Bâti sur 5 hectares, le cimetière de comoyah, situé dans la sous-préfecture de damakania, préfecture de Kindia, fait peau neuve ce lundi 21 juillet 2025, grâce à l’un de ses fils. Ce lieu sacré était conforté à l’action de l’homme où certains profitaient pour construire ou vendre quelques parties de la parcelle.

Longtemps laissé à la portée de tous et de la nature, le cimetière de Comoyah, bâti sur une superficie de 5 hectares 400, est aujourd’hui presque clôturé pour protéger ce lieu sacré face à l’action de l’homme sur cet endroit qui est en train de diminuer en superficie.
Sékou Comoyah Sylla, est l’initiateur de cette œuvre citoyenne, malgré ses maigres moyens. ‘’Depuis un peu longtemps, notre cimetière est là. Les gens construisent par-ci, par-là. J’ai été poussé de mettre la clôture. Maintenant, je mets les portes, je ferme, pour que demain, après-demain, qu’il n’y ait pas de pagaille, parce que la terre est devenue de l’argent. Donc, les gens, même s’ils voient une portion de terrain, ils vont récupérer pour vendre. J’ai dit que vraiment, quand je laisse le terrain là vide comme ça là, un jour viendra, ça trouvera qu’on n’a pas de cimetière. Et aujourd’hui, c’est eux, demain, c’est nous. C’est ce qui m’a poussé à le faire. Je n’ai pas de grands moyens, mais le peu que j’ai, j’investis avec courage, parce que, quel que soit le prix, je vais mourir un jour et ils vont m’envoyer ici’’, a-t-il expliqué.

Ce n’est pas le seul problème dont sont confrontés les habitants de comoyah. Le manque d’infrastructures de base en est un autre facteur palpable. C’est pourquoi, notre interlocuteur lance un appel aux citoyens de la localité à se donner ses mains, pour le développement de Comoyah.
‘’Je prie tous les comoyakas, qui peuvent faire quelque chose, de venir au secours, pas ici, mais on commence autre chose.
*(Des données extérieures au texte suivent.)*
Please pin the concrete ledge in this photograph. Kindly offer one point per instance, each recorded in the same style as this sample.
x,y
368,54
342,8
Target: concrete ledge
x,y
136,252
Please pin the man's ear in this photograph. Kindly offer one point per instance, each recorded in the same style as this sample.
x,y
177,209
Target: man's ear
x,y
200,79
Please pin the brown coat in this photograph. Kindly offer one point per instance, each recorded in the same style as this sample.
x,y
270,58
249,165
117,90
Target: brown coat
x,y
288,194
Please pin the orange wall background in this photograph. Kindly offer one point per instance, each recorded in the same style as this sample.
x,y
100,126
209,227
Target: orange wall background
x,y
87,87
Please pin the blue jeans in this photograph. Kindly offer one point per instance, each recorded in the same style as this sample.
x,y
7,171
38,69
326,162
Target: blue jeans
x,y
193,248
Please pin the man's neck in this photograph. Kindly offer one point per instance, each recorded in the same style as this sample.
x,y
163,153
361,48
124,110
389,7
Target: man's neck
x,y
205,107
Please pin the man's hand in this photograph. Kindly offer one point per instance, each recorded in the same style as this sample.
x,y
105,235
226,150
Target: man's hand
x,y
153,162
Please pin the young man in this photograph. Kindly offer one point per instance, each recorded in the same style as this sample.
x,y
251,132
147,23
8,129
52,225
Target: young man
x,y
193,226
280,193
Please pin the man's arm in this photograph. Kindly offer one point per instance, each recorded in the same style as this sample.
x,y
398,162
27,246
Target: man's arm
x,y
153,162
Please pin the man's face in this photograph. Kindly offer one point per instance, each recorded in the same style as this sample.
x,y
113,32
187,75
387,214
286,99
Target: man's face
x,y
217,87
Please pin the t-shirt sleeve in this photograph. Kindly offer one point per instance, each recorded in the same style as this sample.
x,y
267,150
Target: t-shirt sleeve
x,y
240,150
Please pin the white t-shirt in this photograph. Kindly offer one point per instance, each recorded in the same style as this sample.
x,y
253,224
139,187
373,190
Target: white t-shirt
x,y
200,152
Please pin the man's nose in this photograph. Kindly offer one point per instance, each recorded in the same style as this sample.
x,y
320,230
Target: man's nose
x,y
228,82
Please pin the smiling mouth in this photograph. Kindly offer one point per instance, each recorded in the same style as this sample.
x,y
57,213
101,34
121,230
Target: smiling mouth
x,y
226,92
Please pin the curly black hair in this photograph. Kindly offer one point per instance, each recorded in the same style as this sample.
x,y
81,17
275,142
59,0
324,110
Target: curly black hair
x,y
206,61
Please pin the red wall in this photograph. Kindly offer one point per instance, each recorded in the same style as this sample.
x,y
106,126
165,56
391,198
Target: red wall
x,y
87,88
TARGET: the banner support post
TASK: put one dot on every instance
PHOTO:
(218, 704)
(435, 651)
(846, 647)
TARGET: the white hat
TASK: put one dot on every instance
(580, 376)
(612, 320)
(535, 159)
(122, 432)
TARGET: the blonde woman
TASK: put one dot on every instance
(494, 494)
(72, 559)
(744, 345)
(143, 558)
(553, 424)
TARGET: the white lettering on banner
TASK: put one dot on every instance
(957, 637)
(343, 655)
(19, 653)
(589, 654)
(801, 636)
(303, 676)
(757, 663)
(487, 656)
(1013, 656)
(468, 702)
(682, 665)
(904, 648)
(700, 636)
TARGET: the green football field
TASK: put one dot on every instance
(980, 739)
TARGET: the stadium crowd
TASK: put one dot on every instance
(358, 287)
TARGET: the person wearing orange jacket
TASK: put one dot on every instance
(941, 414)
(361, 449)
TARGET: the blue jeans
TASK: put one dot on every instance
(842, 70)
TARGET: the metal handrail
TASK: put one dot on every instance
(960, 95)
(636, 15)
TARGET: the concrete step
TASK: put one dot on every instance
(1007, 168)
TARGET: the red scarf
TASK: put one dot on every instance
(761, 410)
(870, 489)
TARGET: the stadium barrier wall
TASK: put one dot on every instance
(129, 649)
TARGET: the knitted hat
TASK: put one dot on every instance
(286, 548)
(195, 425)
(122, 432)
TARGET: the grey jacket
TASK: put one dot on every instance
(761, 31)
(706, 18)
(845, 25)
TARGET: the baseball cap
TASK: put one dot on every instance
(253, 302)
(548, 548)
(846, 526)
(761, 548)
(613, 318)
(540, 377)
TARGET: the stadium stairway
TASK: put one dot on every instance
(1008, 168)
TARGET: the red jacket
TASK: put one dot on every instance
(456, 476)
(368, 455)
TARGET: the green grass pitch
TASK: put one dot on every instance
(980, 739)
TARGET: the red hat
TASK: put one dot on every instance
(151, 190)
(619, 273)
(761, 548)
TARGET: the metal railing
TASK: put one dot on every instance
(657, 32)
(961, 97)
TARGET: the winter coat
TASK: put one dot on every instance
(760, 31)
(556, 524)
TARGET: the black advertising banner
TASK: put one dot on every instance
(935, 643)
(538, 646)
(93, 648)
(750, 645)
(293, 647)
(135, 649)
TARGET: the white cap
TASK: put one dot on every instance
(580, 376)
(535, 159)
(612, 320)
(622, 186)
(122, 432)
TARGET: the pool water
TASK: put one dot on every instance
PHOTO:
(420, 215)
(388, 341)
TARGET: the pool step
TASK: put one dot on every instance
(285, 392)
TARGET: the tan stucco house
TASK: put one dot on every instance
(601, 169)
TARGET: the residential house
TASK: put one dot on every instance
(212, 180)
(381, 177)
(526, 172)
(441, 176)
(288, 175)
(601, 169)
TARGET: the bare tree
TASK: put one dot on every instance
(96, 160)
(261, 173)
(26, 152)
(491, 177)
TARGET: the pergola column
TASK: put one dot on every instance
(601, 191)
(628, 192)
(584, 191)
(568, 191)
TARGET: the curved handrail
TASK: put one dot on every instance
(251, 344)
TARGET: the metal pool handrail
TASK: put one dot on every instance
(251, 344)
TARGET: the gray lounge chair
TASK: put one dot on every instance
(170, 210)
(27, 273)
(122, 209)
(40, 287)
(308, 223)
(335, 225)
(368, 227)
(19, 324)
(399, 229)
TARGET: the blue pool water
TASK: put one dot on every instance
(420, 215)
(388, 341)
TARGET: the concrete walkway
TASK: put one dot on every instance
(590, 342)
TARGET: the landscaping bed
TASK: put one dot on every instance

Parce qu’aujourd’hui, moi je suis sur le cimetière, hier, c’est feu Kabinet Camara qui a fait entrer le courant à Comoyah. Moi, je prie tous les citoyens, tous les fils dignes de Comoyah, ils n’ont qu’à venir, on s’entraide. Moi, j’ai clôturé le cimetière. Quelqu’un peut sortir aussi, il termine la mosquée. On n’a pas d’hôpital, on n’a pas de maison des jeunes. Bref, des infrastructures de base, il y a beaucoup qui manque chez nous ici’’, a-t-il lancé.
Depuis Kindia, Amara dji SYLLA, pour Lerevelateur224.com.